Earhole slipped past me and occupied himself at the far end of the room.
‘What do you know about her?’ I said.
‘Not much.’
A dredger had brought her in. He had been working his way along the river-bank, collecting sand. As the light faded, he had drifted towards Sardigna. The smell of rotting carcasses was so pungent that he had to tie a rag over his nose and mouth. For that reason, perhaps, he had been alone on the water. The girl’s body was lying next to the remains of a dead mule. She was still warm when he knelt beside her. That frightened him. He felt the person who had done it might be close by, watching. He hadn’t seen anyone, though. He took the body straight to the hospital, where Pampolini had given him a few coins for his trouble. Pampolini had told him to forget everything that had taken place that evening. The dredger shrugged; you got used to all sorts, working on the river. Before he left, he admitted that the grazes on the girl’s body had happened when he heaved her into the boat. He regretted his clumsiness, he said, then he disappeared into the night.
‘That was quick thinking,’ I said, ‘to buy his silence.’
Pampolini chuckled. ‘I even surprise myself sometimes.’
‘Sardigna, though. What a terrible place to end up.’
‘You know it?’
‘Yes.’
He walked round the table. ‘We don’t have any idea who she is, or how she died. She might have been murdered — that’s what the dredger thought — but there’s no evidence of violence. She might have killed herself. It might even have been an accident — though there’s the small matter of the missing clothes …
‘It’s a shame about the clothes, actually. They would have told us a lot.’
‘Maybe that’s why they were taken,’ I said.
‘In any case, no one’s enquired about her yet.’ He bent down and studied the fingers of her right hand. ‘I have the feeling she’s a foreigner. I’m not sure why.’
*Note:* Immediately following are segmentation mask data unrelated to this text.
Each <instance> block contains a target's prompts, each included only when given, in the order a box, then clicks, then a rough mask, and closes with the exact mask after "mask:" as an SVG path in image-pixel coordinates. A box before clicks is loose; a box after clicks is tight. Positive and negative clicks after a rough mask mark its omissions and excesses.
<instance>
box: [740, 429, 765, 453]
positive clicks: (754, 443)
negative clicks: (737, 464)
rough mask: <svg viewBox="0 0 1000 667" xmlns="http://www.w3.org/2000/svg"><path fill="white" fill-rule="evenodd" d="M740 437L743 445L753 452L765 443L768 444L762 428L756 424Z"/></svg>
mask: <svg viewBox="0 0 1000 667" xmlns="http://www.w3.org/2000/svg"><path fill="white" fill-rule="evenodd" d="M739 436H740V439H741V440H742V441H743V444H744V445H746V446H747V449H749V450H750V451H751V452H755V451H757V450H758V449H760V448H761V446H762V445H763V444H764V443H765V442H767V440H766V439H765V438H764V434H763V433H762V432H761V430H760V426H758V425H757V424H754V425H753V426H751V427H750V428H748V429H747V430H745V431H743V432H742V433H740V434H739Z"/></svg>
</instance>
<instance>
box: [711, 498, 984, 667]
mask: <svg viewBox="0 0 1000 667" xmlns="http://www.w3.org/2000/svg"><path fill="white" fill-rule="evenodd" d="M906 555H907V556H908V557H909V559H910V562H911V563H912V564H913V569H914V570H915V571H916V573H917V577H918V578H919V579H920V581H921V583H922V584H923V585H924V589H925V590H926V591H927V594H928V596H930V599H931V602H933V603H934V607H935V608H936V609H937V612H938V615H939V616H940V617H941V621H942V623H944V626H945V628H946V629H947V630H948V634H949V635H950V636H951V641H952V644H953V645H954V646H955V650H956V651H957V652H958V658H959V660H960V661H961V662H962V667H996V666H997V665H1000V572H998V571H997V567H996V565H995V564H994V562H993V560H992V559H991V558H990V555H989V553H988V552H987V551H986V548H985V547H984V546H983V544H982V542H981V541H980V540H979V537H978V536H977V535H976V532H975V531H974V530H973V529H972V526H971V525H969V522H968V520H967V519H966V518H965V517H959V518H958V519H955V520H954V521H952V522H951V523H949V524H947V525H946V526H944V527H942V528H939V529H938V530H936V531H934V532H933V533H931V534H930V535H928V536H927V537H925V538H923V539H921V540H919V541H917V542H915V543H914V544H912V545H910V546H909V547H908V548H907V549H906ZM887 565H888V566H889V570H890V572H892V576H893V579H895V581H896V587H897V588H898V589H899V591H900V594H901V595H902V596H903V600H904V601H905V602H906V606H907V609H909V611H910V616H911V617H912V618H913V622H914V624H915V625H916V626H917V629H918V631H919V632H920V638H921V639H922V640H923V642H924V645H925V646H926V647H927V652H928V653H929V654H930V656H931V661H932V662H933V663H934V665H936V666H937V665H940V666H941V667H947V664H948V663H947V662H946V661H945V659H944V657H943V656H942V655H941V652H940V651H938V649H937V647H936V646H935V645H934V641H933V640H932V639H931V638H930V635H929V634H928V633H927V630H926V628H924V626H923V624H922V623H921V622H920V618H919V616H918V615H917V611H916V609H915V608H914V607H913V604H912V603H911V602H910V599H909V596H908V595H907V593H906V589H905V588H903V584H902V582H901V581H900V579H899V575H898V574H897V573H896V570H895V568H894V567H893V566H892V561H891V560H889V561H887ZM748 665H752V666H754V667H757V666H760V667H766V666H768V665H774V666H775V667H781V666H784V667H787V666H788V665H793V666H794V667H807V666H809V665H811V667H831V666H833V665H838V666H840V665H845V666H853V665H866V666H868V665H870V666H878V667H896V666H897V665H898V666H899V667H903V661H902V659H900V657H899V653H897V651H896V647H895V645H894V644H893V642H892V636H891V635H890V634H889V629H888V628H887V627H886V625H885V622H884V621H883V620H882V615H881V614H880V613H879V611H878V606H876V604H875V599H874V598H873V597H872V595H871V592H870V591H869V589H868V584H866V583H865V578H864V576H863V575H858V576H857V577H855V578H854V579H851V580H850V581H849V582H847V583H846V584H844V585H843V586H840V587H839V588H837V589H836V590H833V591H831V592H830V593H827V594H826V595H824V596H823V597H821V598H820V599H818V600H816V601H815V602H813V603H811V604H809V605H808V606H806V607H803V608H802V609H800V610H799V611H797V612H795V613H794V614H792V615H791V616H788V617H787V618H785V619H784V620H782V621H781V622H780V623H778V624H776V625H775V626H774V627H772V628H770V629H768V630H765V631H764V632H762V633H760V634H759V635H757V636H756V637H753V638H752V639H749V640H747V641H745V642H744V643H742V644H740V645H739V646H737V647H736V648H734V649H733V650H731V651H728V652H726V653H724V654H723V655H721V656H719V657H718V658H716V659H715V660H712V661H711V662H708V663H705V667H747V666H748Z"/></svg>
‘But apart from the grazes, there are no marks on her?’
‘Now you come to mention it …’ Pampolini turned the girl’s body on to its side, and I saw patches of indigo across her thighs and the small of the back where the blood had pooled. ‘Lift the hair away from her neck.’
I did as he asked. Her hair was unusually heavy, perhaps because it was still wet. It felt eerie in my fingers.
‘See it?’ Pampolini said.
At the top of the girl’s spine, above the first cervical, the head of a dog had been carved into her skin. Judging by the pointed muzzle and the jagged rows of teeth, the person responsible had had a particular breed in mind.
‘It’s not an injury, is it?’ I said. ‘I mean, it doesn’t look like something that happened accidentally.’
‘No,’ Pampolini said.
‘Can you tell how long it’s been there?’
‘The wound’s still bleeding, and there’s no sign of inflammation. It looks recent.’
‘So it could have been done after she was dead?’
Pampolini looked at me. ‘Or just before.’
In that moment, a revelation flashed across the inside of my brain. Ever since that drink with Jack Towne, I had been aware of the need to build something ambiguous into the commission. I’d had no idea how to go about it, though. Now, for the first time, I thought I saw a way forwards. If I were to incorporate the dog’s head, I would be creating a piece of work which, depending on what Towne called one’s ‘angle of approach’, could be viewed on at least two different levels.
‘Have you ever seen anything like this before?’ I was trying to keep the excitement out of my voice.
Pampolini shook his head.
I let go of the girl’s hair and walked away from the table. ‘A dog …’
There was a sudden retching sound. Turning, I saw Earhole bent over a stone sink at the back of the room. I looked at Pampolini. ‘He’s not squeamish, is he?’
‘It’s not that,’ Pampolini said. ‘He was mauled by a dog when he was a baby. That’s how he lost his ear.’